Building a Better Mousetrap
By Michael DeCata
Innovation doesn’t start with an idea. It starts with a problem.
It might be hacksaw blades that shatter dangerously when they break. Or it could be grease removers not aggressive enough for industrial grime. Over the years, I’ve seen many innovative new products emerge this way: A customer is seeking a product that meets specific needs or tolerances, but it does not yet exist. Those that we have in the warehouse are not getting the job done.
The challenge can seem overwhelming in its simplicity. How do you build a better mousetrap when the mousetrap has been around forever? The secret is to truly understand the customer’s challenges.

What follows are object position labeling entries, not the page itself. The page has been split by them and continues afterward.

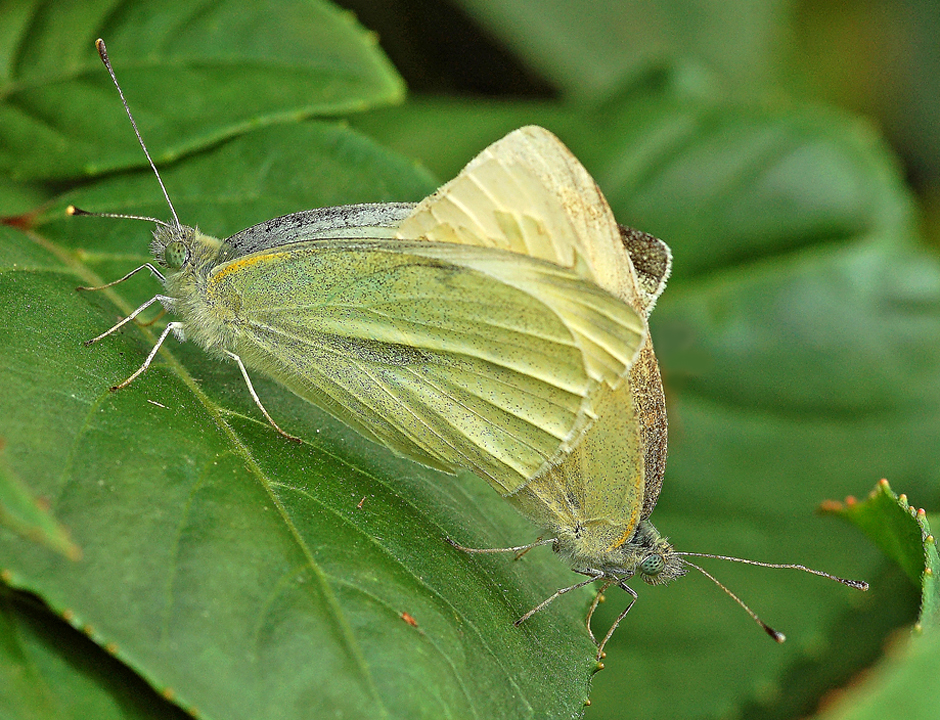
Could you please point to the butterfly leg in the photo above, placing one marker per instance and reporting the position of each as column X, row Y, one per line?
column 597, row 599
column 123, row 322
column 557, row 593
column 630, row 591
column 254, row 396
column 516, row 549
column 166, row 331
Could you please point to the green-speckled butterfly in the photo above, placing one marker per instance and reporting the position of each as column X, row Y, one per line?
column 595, row 504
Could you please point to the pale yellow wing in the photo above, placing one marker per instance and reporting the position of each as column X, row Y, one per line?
column 528, row 194
column 455, row 356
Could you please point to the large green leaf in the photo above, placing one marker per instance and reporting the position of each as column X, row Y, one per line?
column 193, row 73
column 248, row 576
column 49, row 670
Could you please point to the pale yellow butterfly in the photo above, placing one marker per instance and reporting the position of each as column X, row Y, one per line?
column 453, row 355
column 595, row 504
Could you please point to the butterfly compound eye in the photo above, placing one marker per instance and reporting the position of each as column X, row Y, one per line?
column 652, row 564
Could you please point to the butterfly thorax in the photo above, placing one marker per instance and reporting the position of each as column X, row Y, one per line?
column 646, row 553
column 188, row 257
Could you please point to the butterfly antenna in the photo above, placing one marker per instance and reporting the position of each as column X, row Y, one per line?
column 72, row 210
column 103, row 53
column 778, row 636
column 857, row 584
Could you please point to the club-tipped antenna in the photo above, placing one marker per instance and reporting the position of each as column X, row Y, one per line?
column 72, row 210
column 103, row 53
column 776, row 635
column 857, row 584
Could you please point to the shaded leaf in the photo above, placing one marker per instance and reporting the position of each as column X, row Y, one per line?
column 246, row 575
column 193, row 74
column 23, row 514
column 49, row 670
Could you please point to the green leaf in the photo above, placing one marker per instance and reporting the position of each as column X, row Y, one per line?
column 900, row 686
column 49, row 670
column 800, row 341
column 248, row 576
column 193, row 76
column 588, row 49
column 903, row 534
column 23, row 514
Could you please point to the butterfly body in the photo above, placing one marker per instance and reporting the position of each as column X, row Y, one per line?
column 456, row 356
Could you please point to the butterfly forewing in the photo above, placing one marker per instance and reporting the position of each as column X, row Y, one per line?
column 447, row 356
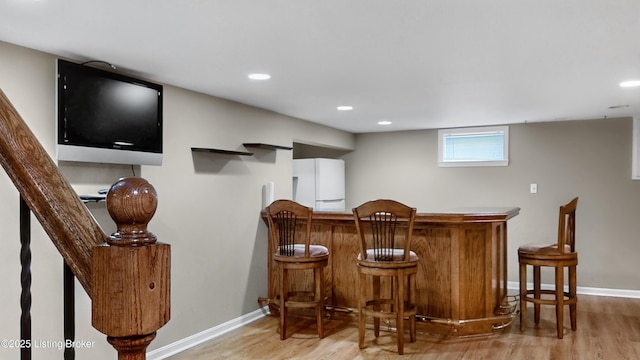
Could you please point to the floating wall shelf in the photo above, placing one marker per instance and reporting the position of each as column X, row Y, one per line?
column 267, row 146
column 220, row 151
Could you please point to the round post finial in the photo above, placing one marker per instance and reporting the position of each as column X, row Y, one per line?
column 132, row 202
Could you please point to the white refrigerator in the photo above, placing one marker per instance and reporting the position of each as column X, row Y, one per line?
column 319, row 183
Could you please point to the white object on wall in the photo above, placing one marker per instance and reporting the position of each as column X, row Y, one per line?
column 268, row 194
column 635, row 155
column 319, row 183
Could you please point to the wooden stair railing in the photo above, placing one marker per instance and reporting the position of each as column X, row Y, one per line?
column 127, row 274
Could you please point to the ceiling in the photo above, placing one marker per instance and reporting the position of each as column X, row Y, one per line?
column 420, row 64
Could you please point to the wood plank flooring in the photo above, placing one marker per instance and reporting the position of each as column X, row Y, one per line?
column 608, row 329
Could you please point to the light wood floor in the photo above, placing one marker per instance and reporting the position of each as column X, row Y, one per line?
column 608, row 329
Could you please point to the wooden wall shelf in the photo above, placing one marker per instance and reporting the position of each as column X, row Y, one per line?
column 220, row 151
column 267, row 146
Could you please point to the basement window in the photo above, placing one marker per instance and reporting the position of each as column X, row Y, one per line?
column 480, row 146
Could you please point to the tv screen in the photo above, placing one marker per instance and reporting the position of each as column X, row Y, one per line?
column 107, row 117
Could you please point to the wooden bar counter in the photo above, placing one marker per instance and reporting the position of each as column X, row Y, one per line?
column 462, row 274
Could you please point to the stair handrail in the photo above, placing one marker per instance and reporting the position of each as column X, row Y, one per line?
column 126, row 274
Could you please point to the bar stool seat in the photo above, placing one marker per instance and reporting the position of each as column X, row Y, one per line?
column 382, row 255
column 289, row 220
column 558, row 256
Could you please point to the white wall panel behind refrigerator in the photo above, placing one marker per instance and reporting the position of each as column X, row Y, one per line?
column 319, row 183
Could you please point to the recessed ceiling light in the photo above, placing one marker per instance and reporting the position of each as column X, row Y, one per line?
column 630, row 83
column 259, row 76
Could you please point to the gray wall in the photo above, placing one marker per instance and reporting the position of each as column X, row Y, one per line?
column 208, row 209
column 590, row 159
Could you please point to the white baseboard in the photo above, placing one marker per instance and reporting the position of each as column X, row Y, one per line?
column 209, row 334
column 206, row 335
column 634, row 294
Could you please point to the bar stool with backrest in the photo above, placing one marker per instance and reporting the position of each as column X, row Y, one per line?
column 288, row 222
column 559, row 256
column 385, row 255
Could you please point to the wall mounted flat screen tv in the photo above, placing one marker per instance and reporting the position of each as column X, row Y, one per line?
column 107, row 117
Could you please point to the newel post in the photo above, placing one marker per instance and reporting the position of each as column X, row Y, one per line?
column 130, row 273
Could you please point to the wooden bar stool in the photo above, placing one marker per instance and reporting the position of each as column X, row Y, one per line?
column 559, row 256
column 283, row 217
column 382, row 255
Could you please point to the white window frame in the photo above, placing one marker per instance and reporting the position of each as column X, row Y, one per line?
column 442, row 133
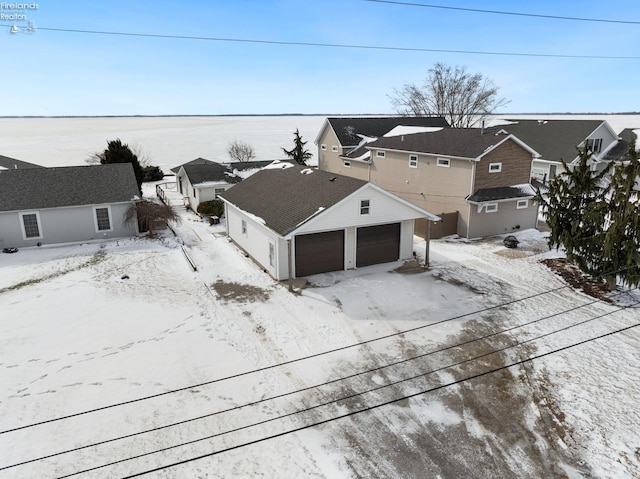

Let’s take the development of our Mechanic’s Length Drill Bit. Customers were coming to our sales reps with a problem. They needed a drill bit that could withstand abuse as they were often working in confined spaces and out of position, laying on their backs or crawling under machinery. With the proliferation of portable battery powered drill motors, they could not apply enough tightening pressure to secure the drill bit and keep the rounded shanks from slipping in the keyless drill chuck.
Our first call was to our strategic suppliers to see if they had a product that would solve the problem, but we were unsuccessful. So, we needed to design and develop something new.
Brainstorming, we came up with the idea of changing the drill bit’s shank from round to a three-flat design, which creates edges the drill chuck can grab. We then shortened the overall length to give more clearance. It involved trials, tweaks, failures and plenty of back and forth. Eventually, though, we designed a superior product. The bits were easier to work with, less pressure was required to secure them in the chuck, they could be used in tight quarters, and they didn’t shatter or break.
We have innovated many new products using a very similar process and found it valuable to keep the following points in mind:
- Start with a problem, not a product. We ask our sales reps to tell us every time a customer uses a tool or part that doesn’t work quite right for them. Does it break? Fail to perform as needed? Leak? With this information, we assess the problem to see how it can be solved.
- Approach suppliers with real data. We reassure them that we know how their products are used in the field. When we provide them with a plan for how to make their products perform better under real-world circumstances, we’re providing a service.
The most important lesson, of course, is that, with the right approach, it is possible to build a better mousetrap. I’ve seen it done time after time. Understanding how your customers use products is the most important step, because innovation is born from solving real, everyday problems faced in the field.
Michael DeCata is President and Chief Executive Officer of Lawson Products.